Elements evoking a qualified opinion from the Court:
· lack of transparency in procurement procedures: in 2009, the Agency concluded a number of procedures for the procurement of large IT framework contracts. The audit showed errors which affected the regularity of 4 operations examined: (i) in the case of a procurement of a large framework contract for IT services (value = EUR 30 million), the conditions for applying a negotiated procedure following an open procedure where tenders were assessed to be of an unacceptable quality were not satisfied; (ii) in another case, there was a lack of evidence regarding the method used for the evaluation of the selection criteria which was thus open to interpretation; (iii) in another case of negotiated procurement with a single supplier for technical reasons, no formal invitation to tender was issued; (iv) in an another similar case, the technical specifications did not clearly define all the products to be purchased before the negotiation started.
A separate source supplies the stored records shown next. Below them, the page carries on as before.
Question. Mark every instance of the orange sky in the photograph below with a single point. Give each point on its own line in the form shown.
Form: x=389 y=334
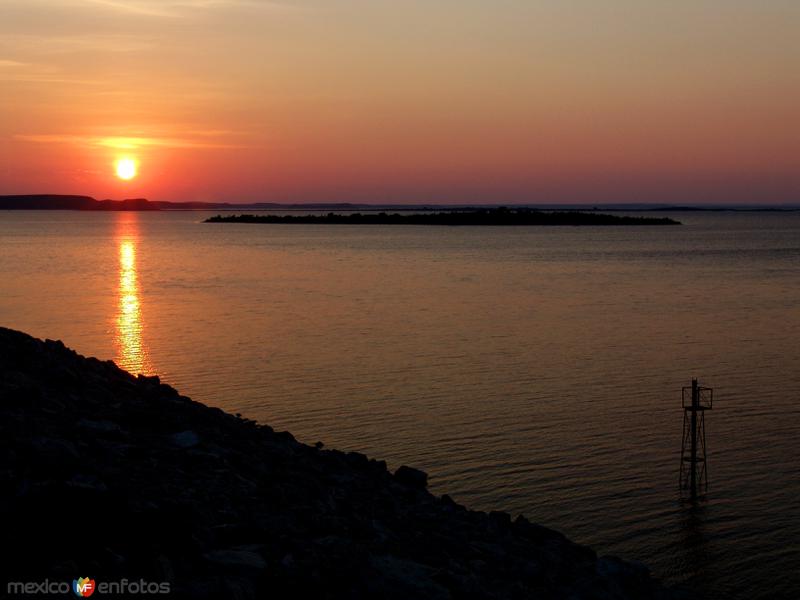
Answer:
x=403 y=101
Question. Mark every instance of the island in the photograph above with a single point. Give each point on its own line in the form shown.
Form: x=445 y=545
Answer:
x=119 y=477
x=481 y=217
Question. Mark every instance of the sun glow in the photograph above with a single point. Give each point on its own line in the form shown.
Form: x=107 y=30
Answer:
x=126 y=168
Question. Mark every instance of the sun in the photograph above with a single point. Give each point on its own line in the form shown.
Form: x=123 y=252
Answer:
x=126 y=168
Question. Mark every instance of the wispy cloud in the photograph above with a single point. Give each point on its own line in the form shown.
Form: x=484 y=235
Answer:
x=177 y=8
x=11 y=64
x=131 y=142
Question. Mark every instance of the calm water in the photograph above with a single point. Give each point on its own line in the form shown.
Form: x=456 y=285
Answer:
x=536 y=370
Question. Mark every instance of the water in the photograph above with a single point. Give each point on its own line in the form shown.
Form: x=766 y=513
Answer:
x=535 y=370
The report confirmed that the Agency’s 2009 final budget amounted to EUR 194.389 million of which 18.7% representing a Union contribution. The number of staff employed by the Agency at the end of the year was 664.
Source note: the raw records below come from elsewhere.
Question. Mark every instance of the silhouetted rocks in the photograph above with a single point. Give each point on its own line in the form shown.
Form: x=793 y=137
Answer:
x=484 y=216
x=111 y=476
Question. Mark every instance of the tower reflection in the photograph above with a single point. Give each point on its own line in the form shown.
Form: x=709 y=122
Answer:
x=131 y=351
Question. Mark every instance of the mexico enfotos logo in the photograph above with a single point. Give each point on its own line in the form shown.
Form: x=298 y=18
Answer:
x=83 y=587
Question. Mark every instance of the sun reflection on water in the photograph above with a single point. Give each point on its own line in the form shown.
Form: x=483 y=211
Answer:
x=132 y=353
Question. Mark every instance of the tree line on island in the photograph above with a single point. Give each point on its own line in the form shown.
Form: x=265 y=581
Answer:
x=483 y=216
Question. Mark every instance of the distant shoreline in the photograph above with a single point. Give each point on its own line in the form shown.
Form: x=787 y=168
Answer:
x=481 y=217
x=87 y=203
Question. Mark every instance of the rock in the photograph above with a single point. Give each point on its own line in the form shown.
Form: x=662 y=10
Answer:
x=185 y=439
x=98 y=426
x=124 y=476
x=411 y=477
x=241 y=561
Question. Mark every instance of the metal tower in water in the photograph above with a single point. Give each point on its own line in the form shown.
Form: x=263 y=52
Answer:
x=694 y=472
The report also included comments on the EMEA’s budgetary and financial management, together with its replies. The main comments are as follows:
The Court’s comments:
· carry-over and cancellation of appropriations: EUR 19.5 million (representing 38%) of commitments for buildings, equipment and miscellaneous operating expenditure activities were carried forward to the budgetary year 2010. According to the accounting information, approximately EUR 14.8 million of the appropriations carried forward corresponded to activities not yet implemented at the year-end. This situation was not in keeping with the budgetary principle of annuality;
· late recovery orders;
· long-standing policy of entering into forward foreign-exchange contracts in order to hedge part (50 %) of its administrative budget against unfavourable fluctuations in the exchange rate for Sterling: this situation caused financial loss for the Agency.
The Agency’s replies:
· as regards the issue of the lack of transparency in the procurement procedures: a multiannual procurement plan will be set up and will also ensure stronger technical and procedural controls; the results of procurement procedures are verified before contracts are awarded; a comprehensive and detailed evaluation guide was used in draft form by all members of the evaluation committee. Experience with this draft evaluation guide showed that it was too strict leading to unreasonably low marks;
· significant efforts have been made to reduce its carry-overs. Taking account of the growth in overall budget, in relative terms the carry-over in Title II (operating expenditure) decreased from 42.6% (2008 to 2009) to 38.1% (2009 to 2010);
· temporary control measures have been put in place pending the new financial database SAP’s ability to automatically create and update fee data from the operational database once validation of applications is completed;
· the treasury policy has been revised, adopted and formally approved by the agency’s Audit Advisory Committee.
Lastly, the Court of Auditor’s report contained a summary of the EMEA’s activities in 2009 in the following areas:
· medicinal products for human use: applications for marketing authorisations: 96;
· pharmaco-vigilance activities;
· periodic safety update reports;
· mutual recognition procedures and decentralised procedures;
· medicinal products for veterinary use: applications for marketing authorisations: 15;
· herbal medicinal products;
· orphan medicinal products: 164 applications.